The City: A Global History

Front Cover
Modern Library, 2005 - Social Science - 218 pages
If humankind can be said to have a single greatest creation, it would be those places that represent the most eloquent expression of our species's ingenuity, beliefs, and ideals: the city. In this authoritative and engagingly written account, the acclaimed urbanist and bestselling author examines the evolution of urban life over the millennia and, in doing so, attempts to answer the age-old question: What makes a city great?

Despite their infinite variety, all cities essentially serve three purposes: spiritual, political, and economic. Kotkin follows the progression of the city from the early religious centers of Mesopotamia, the Indus Valley, and China to the imperial centers of the Classical era, through the rise of the Islamic city and the European commercial capitals, ending with today's post-industrial suburban metropolis.
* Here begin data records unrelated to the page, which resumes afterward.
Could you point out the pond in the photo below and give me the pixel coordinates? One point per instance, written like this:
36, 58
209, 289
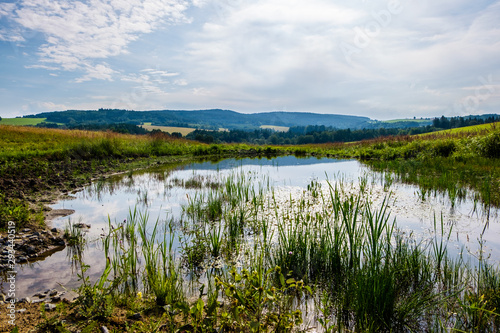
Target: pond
165, 192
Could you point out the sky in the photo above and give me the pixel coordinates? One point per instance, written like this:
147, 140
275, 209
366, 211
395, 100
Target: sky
383, 59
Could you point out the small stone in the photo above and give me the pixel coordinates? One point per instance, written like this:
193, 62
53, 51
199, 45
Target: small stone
135, 316
30, 249
35, 301
49, 307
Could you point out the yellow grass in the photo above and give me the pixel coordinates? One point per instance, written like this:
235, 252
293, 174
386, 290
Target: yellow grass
21, 121
276, 128
169, 129
476, 129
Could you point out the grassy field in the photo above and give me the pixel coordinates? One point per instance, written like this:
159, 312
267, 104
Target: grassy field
406, 120
468, 129
21, 121
169, 129
275, 128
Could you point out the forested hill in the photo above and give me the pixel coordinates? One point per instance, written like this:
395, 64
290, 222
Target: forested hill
206, 119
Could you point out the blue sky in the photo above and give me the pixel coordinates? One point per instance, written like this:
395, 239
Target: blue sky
383, 59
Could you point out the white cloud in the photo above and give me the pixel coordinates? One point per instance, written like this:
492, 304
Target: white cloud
100, 72
80, 32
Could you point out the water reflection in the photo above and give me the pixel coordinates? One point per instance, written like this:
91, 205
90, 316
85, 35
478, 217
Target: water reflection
164, 191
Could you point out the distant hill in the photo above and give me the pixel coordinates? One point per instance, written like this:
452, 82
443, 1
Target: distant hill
206, 119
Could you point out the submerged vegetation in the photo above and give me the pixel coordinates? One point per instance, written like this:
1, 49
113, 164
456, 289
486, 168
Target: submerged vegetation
327, 258
242, 260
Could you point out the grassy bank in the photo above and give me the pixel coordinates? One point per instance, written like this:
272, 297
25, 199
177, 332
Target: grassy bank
330, 259
251, 260
37, 162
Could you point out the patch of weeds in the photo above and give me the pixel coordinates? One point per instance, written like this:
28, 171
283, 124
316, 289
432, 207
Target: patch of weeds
53, 324
95, 300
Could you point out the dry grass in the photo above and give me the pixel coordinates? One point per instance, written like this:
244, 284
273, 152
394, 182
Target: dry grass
169, 129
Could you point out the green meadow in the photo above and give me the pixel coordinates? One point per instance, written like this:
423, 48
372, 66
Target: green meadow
328, 260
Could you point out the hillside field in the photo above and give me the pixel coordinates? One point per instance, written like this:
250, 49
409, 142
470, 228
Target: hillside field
22, 121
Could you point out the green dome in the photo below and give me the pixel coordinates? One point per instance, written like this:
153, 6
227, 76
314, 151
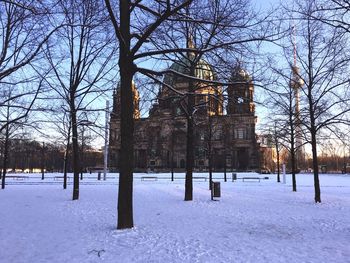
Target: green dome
203, 71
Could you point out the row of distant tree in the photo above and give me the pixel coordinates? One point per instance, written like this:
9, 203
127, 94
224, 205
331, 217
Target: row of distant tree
32, 156
60, 58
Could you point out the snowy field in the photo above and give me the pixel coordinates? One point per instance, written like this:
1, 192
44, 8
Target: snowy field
253, 221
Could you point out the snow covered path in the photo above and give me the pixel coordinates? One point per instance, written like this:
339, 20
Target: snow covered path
252, 222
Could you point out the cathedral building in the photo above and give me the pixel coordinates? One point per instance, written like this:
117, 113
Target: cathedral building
224, 123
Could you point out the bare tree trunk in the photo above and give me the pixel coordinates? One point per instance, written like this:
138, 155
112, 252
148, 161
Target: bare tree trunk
278, 167
315, 160
6, 149
210, 154
189, 147
66, 154
76, 166
126, 66
172, 156
43, 162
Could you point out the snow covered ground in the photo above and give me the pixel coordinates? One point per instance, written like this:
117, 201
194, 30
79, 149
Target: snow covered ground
253, 221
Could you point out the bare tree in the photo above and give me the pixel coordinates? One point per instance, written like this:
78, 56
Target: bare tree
80, 73
23, 32
322, 52
162, 31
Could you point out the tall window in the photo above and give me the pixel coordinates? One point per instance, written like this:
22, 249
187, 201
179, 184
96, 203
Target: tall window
240, 133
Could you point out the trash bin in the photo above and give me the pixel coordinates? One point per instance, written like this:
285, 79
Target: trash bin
216, 189
234, 177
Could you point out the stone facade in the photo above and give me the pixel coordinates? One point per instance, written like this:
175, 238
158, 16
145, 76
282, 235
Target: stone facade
228, 135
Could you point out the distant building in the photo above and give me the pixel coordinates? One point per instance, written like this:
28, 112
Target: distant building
160, 139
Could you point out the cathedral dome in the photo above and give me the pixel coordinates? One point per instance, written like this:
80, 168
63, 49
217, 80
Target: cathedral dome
203, 71
117, 101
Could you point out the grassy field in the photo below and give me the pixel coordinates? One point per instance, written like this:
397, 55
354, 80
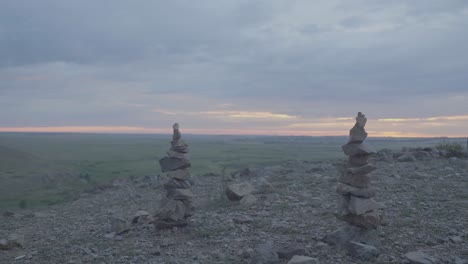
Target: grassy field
39, 169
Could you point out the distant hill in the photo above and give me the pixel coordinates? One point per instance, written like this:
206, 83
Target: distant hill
11, 158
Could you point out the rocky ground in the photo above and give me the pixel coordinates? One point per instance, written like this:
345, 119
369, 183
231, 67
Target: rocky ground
426, 210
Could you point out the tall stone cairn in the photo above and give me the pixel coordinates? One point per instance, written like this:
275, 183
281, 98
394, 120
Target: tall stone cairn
177, 206
356, 205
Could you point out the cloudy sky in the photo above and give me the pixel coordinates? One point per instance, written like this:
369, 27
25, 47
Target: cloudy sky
290, 67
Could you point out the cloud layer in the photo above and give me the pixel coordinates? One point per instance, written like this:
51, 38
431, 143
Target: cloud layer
242, 66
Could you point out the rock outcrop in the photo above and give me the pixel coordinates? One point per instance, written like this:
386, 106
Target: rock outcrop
177, 206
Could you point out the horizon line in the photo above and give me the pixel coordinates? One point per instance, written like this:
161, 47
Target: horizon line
147, 131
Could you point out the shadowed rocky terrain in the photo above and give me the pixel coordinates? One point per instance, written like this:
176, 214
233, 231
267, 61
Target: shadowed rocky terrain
289, 210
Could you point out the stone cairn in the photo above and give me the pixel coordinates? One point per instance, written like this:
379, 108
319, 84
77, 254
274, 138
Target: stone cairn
356, 206
177, 206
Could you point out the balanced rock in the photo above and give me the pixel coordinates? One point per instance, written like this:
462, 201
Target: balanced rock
177, 206
264, 254
170, 164
119, 225
360, 206
355, 205
289, 251
353, 149
344, 235
370, 220
303, 260
419, 257
362, 251
248, 200
342, 188
237, 191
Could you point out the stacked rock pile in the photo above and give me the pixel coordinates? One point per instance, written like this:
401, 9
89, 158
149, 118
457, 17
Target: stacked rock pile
356, 206
177, 206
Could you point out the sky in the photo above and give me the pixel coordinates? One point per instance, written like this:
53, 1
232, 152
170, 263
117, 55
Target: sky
289, 67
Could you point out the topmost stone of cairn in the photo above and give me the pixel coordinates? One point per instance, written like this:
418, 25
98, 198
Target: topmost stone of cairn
357, 134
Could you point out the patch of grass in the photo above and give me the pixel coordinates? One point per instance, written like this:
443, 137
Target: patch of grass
83, 161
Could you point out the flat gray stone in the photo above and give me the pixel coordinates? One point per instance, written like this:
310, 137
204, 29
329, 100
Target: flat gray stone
342, 188
182, 174
303, 260
180, 194
248, 200
419, 257
343, 235
178, 155
360, 206
264, 254
119, 225
171, 164
236, 191
353, 149
362, 251
355, 180
366, 169
289, 251
370, 220
357, 134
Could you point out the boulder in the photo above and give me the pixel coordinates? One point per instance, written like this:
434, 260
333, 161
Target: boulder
171, 164
370, 220
419, 257
362, 251
171, 209
303, 260
236, 191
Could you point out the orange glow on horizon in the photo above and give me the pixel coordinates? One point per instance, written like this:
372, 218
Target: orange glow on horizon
144, 130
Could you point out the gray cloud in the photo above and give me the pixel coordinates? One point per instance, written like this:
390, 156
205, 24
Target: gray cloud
111, 62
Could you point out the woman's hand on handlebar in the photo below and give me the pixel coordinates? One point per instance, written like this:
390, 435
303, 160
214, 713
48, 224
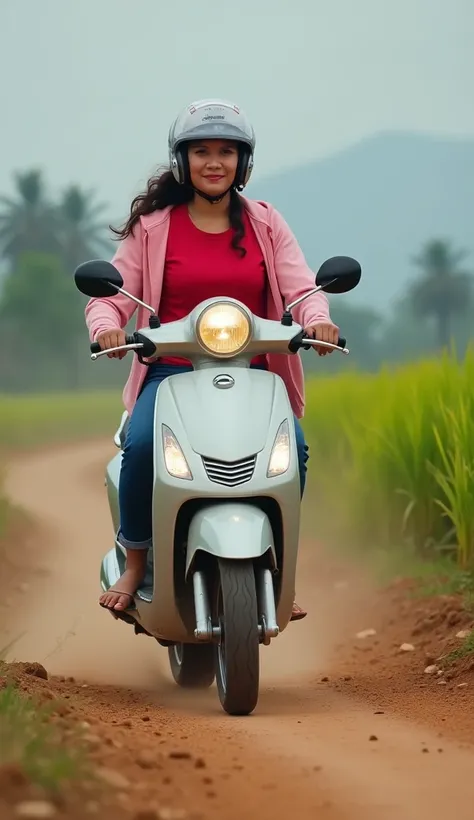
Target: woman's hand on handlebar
112, 338
325, 331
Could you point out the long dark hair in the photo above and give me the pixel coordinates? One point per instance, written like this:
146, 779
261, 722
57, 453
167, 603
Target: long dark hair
163, 190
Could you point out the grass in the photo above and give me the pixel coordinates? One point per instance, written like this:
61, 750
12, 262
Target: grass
38, 420
31, 741
465, 650
29, 738
33, 421
394, 456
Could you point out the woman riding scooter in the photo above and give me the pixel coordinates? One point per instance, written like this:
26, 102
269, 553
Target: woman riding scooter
211, 241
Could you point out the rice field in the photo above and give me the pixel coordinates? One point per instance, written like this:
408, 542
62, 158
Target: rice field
392, 454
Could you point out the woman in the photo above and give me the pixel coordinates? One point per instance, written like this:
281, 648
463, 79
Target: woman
191, 236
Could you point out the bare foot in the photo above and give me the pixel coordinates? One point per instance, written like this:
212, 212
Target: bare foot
120, 595
297, 614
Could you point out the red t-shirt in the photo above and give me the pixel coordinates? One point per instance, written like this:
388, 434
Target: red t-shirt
201, 265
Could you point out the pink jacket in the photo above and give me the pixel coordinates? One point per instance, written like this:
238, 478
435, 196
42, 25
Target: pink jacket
140, 258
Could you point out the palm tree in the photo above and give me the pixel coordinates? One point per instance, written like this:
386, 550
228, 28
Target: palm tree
82, 235
444, 289
28, 221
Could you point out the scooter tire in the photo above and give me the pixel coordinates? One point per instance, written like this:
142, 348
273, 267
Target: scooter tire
238, 650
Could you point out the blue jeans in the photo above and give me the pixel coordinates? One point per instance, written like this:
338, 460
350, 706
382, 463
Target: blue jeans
136, 475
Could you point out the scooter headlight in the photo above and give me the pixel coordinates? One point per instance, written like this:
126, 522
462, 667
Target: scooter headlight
175, 461
223, 329
280, 455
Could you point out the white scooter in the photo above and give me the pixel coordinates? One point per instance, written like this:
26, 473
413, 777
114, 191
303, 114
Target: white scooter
226, 495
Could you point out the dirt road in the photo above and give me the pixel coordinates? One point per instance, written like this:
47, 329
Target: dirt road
305, 753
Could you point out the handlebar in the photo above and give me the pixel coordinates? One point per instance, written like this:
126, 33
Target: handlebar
144, 347
96, 348
302, 341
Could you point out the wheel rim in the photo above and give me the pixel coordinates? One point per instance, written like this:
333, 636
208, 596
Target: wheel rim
178, 653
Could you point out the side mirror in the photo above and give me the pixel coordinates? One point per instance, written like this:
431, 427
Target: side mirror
339, 274
97, 278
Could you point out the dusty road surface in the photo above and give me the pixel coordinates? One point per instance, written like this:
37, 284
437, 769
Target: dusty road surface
307, 751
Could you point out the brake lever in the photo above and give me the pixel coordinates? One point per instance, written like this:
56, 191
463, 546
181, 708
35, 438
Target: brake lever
135, 346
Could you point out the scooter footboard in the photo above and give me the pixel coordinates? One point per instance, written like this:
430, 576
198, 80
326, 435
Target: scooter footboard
234, 531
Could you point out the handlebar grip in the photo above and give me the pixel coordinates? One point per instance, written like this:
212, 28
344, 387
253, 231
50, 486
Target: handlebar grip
96, 348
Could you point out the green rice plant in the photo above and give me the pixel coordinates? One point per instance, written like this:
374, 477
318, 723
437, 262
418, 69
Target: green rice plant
34, 420
455, 477
30, 740
386, 442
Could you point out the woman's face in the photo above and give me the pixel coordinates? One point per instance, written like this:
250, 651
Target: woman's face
212, 165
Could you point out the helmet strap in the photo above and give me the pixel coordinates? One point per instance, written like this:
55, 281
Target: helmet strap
212, 199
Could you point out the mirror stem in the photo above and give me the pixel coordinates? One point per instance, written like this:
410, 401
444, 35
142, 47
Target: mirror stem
310, 293
302, 298
134, 298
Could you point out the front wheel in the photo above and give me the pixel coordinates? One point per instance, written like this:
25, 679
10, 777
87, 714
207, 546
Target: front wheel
238, 650
192, 665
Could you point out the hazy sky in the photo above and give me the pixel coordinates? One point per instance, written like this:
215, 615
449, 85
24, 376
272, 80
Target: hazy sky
88, 87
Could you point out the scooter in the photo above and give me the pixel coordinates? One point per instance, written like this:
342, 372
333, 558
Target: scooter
226, 497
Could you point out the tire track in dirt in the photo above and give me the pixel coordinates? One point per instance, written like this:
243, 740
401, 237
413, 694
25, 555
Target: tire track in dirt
305, 751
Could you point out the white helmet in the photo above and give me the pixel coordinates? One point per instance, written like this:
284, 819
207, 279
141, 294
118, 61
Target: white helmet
211, 119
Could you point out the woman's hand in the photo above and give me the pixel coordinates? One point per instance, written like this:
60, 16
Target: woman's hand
112, 338
324, 331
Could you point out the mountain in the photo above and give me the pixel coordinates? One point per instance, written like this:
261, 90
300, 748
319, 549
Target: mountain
379, 201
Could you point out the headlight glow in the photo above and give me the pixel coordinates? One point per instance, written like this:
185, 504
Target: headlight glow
175, 461
223, 329
280, 455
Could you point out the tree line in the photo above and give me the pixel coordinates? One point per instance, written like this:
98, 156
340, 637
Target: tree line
43, 239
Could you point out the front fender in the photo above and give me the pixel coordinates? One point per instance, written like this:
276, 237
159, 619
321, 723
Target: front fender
234, 531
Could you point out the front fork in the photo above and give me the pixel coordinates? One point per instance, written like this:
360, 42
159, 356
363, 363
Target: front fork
268, 627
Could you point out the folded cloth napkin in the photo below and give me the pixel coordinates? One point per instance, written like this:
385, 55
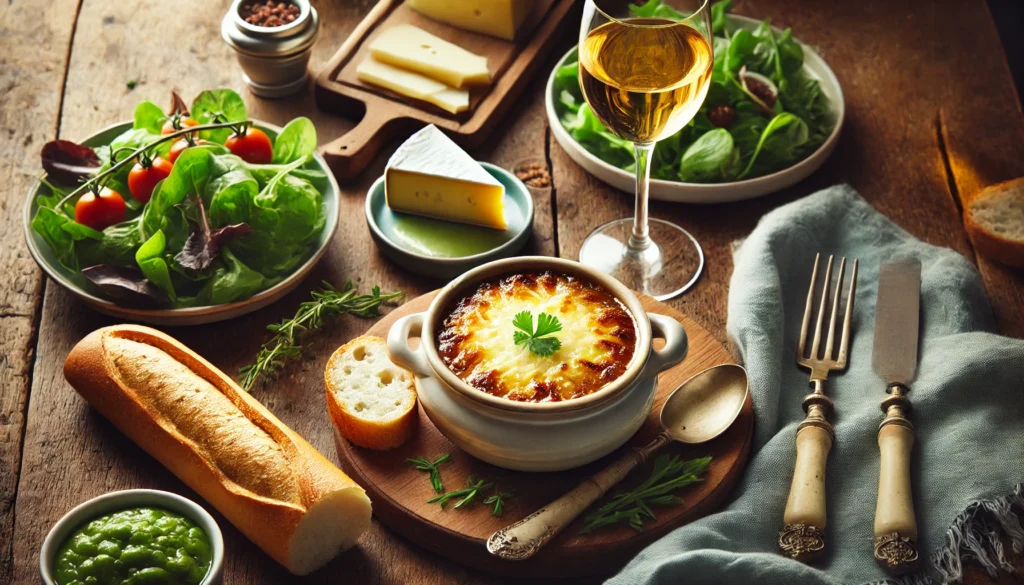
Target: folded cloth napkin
968, 412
Despite widespread optimistic claims that cities are “back in style,” Kotkin warns that whatever their form, cities can thrive only if they remain sacred, safe, and busy–and this is true for both the increasingly urbanized developing world and the often self-possessed “global cities” of the West and East Asia.

Looking at cities in the twenty-first century, Kotkin discusses the effects of developments such as shifting demographics and emerging technologies. He also considers the effects of terrorism–how the religious and cultural struggles of the present pose the greatest challenge to the urban future.

Truly global in scope, The City is a timely narrative that will place Kotkin in the company of Lewis Mumford, Jane Jacobs, and other preeminent urban scholars.


From the Hardcover edition.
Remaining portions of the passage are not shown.